Ketiga, penggunaan barang dapat memberi dampak negatif terhadap kesehatan dan lingkungan. Keempat, barang tersebut perlu dikenai cukai guna menjamin keseimbangan dan rasa keadilan bagi masyarakat.
Beberapa contoh produk yang pernah dikenai cukai di Tanah Air adalah minyak tanah dan gula. Namun, pemerintah telah mencabut kedua produk ini sebagai barang kena cukai.
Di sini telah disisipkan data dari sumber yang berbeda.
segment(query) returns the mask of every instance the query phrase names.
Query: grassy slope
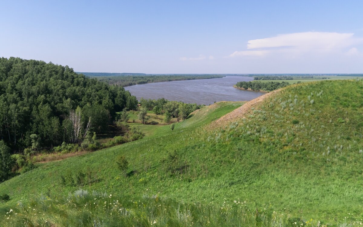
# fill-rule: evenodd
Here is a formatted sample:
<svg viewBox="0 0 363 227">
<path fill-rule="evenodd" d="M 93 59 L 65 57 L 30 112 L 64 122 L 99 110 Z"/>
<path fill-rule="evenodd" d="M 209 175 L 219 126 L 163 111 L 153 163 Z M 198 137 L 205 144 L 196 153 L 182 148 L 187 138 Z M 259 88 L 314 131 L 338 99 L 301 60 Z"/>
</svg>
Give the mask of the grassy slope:
<svg viewBox="0 0 363 227">
<path fill-rule="evenodd" d="M 322 79 L 322 77 L 327 77 L 329 78 L 329 79 Z M 281 82 L 282 81 L 285 81 L 285 82 L 287 82 L 290 84 L 295 84 L 297 83 L 298 81 L 300 81 L 302 83 L 306 83 L 307 82 L 315 82 L 317 81 L 322 81 L 322 80 L 352 80 L 355 79 L 357 78 L 357 77 L 351 76 L 327 76 L 325 77 L 321 76 L 314 76 L 314 78 L 313 79 L 307 79 L 306 78 L 295 78 L 294 80 L 261 80 L 260 81 L 261 82 Z"/>
<path fill-rule="evenodd" d="M 140 141 L 43 164 L 0 191 L 10 195 L 11 205 L 47 193 L 58 198 L 77 189 L 60 185 L 60 173 L 91 167 L 101 179 L 83 187 L 91 191 L 202 203 L 240 199 L 252 210 L 326 222 L 346 222 L 348 213 L 362 218 L 362 81 L 293 85 L 223 129 L 203 126 L 238 107 L 221 102 L 174 131 L 164 127 Z M 189 166 L 181 175 L 171 175 L 162 162 L 174 150 Z M 122 176 L 120 154 L 135 174 Z"/>
</svg>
Menurut Nirwala, Indonesia merupakan salah satu negara yang paling sedikit mengenakan cukai, yaitu pada cukai hasil tembakau (HT), cukai etil alkohol (EA), dan cukai minuman yang mengandung etil alkohol (MMEA). ”Di Thailand, cukai dapat dikenakan terhadap 18 macam barang,” ujarnya.
Ia melanjutkan, prinsip cukai sebagai penjamin keseimbangan dan rasa keadilan bagi masyarakat masih jarang diketahui oleh khayalak umum. Sebagai contoh, pajak rokok kini digunakan untuk pembiayaan defisit BPJS Kesehatan sejak 2018.
Prinsip cukai sebagai penjamin keseimbangan dan rasa keadilan bagi masyarakat masih jarang diketahui oleh khalayak umum.
Potensi produk lain yang dapat dikenai cukai saat ini adalah plastik, minuman berpemanis, dan kendaraan bermotor. Produk-produk ini mulai menjadi perhatian karena memberi dampak negatif terhadap kesehatan masyarakat dan lingkungan ketika digunakan secara berlebihan.
Hasil tembakau mendominasi
Nirwala melanjutkan, cukai dari industri hasil tembakau (IHT) saat ini mendominasi kontribusi penerimaan cukai secara keseluruhan hingga 90 persen selama bertahun-tahun. Adapun berdasarkan catatan Ditjen Bea dan Cukai, realisasi penerimaan cukai Rp 153,3 triliun pada 2018.
Direktur Industri Minuman, Hasil Tembakau, dan Bahan Penyegar Kementerian Perindustrian Abdul Rochim menambahkan, industri hasil tembakau memproduksi 332,4 miliar batang rokok pada 2018.
”Ekspor produk IHT, terutama rokok dan cerutu, menyumbang penerimaan devisa sebesar 931,6 juta dollar AS. Jumlah ini meningkat 2,98 persen dibandingkan ekspor sebesar 904,7 juta dollar AS pada 2017,” ujarnya.
Direktur Urusan Eksternal Sampoerna PT Philip Morris Indonesia Elvira Lianita menambahkan, cukai dan pajak dari IHT membantu perputaran ekonomi bangsa. ”Kami harap pemerintah lebih komprehensif dan mengedepankan kepastian usaha industri hasil tembakau,” ujarnya.